Return to Packager: My Recycling Bin Revolution

I just bought a pair of headphones and a headache—unnecessary cardboard and plastic waste probably five times the weigh of the earbuds. Those little headphones, which I can hide in palm of my hand, required double-layered plastic shell larger than a college paperback that was glued to a cardboard spine that could have boxed the earbuds and accessories by itself. Of course, such witless waste is a fact of American life. Few products are shipped or shelved with a minimum of packaging. It almost seems like products compete on not on “value add,” but on “package add.”

Well, I’ve had enough. And I have an idea for how to turn the tables on marketers and manufacturers—Return to Sender: Packaging Edition. Simply put, why is it my responsibility to deal with their irresponsibility? Why do I have to recycle the mound of cardboard and plastic waste surrounding my earbuds, when all I want is my earbuds. It shouldn’t be my burden, it should be the manufacturer’s. 

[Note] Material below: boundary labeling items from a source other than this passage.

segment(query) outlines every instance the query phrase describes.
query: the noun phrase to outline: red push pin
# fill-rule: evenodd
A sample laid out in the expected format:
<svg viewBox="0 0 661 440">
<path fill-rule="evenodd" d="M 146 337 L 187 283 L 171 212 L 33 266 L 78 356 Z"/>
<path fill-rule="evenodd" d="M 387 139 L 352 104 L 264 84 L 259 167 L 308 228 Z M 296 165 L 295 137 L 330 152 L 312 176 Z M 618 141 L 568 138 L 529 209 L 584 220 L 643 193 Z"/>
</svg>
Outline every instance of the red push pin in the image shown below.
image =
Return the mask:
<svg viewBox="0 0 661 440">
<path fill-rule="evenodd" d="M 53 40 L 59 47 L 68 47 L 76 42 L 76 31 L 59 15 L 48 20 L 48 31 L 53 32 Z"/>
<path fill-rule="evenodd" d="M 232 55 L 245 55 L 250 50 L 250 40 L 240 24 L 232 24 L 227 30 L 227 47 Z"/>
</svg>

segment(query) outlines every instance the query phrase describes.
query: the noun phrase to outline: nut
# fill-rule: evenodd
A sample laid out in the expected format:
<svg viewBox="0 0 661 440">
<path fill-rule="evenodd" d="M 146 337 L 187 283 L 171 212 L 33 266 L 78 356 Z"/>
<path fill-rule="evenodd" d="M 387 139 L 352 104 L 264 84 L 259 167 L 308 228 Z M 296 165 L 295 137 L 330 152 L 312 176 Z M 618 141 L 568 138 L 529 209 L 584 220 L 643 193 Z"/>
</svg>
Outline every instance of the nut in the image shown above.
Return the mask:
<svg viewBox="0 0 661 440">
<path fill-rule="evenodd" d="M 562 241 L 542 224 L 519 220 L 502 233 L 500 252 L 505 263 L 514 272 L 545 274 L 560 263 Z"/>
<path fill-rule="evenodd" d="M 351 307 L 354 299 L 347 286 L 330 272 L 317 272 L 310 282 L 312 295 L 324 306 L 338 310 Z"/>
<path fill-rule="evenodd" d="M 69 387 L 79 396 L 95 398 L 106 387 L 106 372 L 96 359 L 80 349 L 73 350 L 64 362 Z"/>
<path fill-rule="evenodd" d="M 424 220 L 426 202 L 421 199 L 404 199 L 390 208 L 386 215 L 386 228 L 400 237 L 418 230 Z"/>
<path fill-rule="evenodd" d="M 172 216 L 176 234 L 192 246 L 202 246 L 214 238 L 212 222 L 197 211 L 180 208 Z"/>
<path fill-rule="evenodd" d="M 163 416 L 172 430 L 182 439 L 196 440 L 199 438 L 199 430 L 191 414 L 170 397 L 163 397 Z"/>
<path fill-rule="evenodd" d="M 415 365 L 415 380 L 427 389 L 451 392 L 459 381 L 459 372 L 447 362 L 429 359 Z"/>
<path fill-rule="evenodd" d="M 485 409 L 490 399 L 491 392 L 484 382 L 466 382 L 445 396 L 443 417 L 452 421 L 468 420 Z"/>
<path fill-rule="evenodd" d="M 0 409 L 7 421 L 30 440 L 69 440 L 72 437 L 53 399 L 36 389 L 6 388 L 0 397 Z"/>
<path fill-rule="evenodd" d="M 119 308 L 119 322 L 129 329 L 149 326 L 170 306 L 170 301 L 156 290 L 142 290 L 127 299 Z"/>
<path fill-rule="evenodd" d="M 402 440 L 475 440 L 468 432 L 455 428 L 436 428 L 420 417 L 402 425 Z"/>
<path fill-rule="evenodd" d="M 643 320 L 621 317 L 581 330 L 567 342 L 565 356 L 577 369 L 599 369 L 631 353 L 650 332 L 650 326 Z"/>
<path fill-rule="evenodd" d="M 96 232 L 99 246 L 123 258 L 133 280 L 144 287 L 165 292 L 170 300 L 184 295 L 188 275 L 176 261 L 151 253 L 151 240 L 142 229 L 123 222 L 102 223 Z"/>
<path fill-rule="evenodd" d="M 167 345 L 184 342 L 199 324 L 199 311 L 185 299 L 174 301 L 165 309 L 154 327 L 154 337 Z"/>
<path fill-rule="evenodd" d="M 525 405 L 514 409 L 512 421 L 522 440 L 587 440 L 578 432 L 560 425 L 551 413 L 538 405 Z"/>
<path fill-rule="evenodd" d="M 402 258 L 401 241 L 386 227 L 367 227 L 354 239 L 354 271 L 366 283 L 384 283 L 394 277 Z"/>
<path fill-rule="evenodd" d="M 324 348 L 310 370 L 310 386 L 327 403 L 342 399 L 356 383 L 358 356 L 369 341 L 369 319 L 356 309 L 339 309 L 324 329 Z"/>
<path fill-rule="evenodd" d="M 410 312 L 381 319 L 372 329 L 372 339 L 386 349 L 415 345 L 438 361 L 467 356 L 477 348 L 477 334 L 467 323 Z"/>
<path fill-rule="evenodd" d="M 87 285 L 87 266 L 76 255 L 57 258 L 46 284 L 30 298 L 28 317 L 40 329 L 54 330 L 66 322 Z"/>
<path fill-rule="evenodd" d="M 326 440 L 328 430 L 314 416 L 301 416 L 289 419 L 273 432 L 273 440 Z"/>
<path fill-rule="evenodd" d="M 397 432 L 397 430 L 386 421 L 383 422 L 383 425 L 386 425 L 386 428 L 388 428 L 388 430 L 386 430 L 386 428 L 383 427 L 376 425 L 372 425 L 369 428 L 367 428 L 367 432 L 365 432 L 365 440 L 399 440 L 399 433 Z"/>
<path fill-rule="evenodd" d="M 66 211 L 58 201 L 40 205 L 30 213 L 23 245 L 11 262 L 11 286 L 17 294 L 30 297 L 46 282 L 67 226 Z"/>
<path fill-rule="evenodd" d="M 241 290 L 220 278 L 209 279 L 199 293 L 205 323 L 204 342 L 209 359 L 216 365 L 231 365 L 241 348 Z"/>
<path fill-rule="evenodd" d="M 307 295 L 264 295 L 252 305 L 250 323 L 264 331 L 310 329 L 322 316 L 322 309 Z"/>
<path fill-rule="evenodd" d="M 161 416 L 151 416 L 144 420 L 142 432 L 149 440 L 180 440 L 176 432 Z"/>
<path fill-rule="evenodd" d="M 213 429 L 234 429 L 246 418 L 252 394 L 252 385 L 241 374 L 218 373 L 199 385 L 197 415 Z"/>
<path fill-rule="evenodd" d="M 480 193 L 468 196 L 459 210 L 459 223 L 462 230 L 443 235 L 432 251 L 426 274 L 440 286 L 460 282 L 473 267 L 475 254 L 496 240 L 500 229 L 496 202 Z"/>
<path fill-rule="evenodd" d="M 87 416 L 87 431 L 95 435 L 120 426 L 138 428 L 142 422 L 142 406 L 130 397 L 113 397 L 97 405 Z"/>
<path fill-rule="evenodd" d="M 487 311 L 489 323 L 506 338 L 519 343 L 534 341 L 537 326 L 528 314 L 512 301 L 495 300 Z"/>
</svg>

How would such a system work? Well, this blog is not about details, but ideas. That said, here’s a start. If I buy earbuds from a store (big box retailer to corner store), I should be able to leave the packaging, either right after purchasing or after I am sure of satisfaction. If I buy the earbuds online (say from Amazon), I should be able to do the same—use the return label to ship the waste back to them. When the manufacturer delivers goods to the store or online retailer warehouse, they should receive the packaging remains. If they reused them, at least that would be a step in the right direction.

If not, it’s their waste problem to deal with, not mine. At that’s a bigger deal that I think people realize. Why should I feel so guilty about consumer waste, when I never asked for a mountain of packaging to surround my mole hill of earbuds. Everyday I encounter waste that even my best intentions couldn’t avoid. Marketers and manufacturers do not have to face up to their waste because I’ve agreed not only to pay for it—in the purchase price of my product—but to process it in my trash or recycling bin.

Well, I have three words for them, “Take it back!”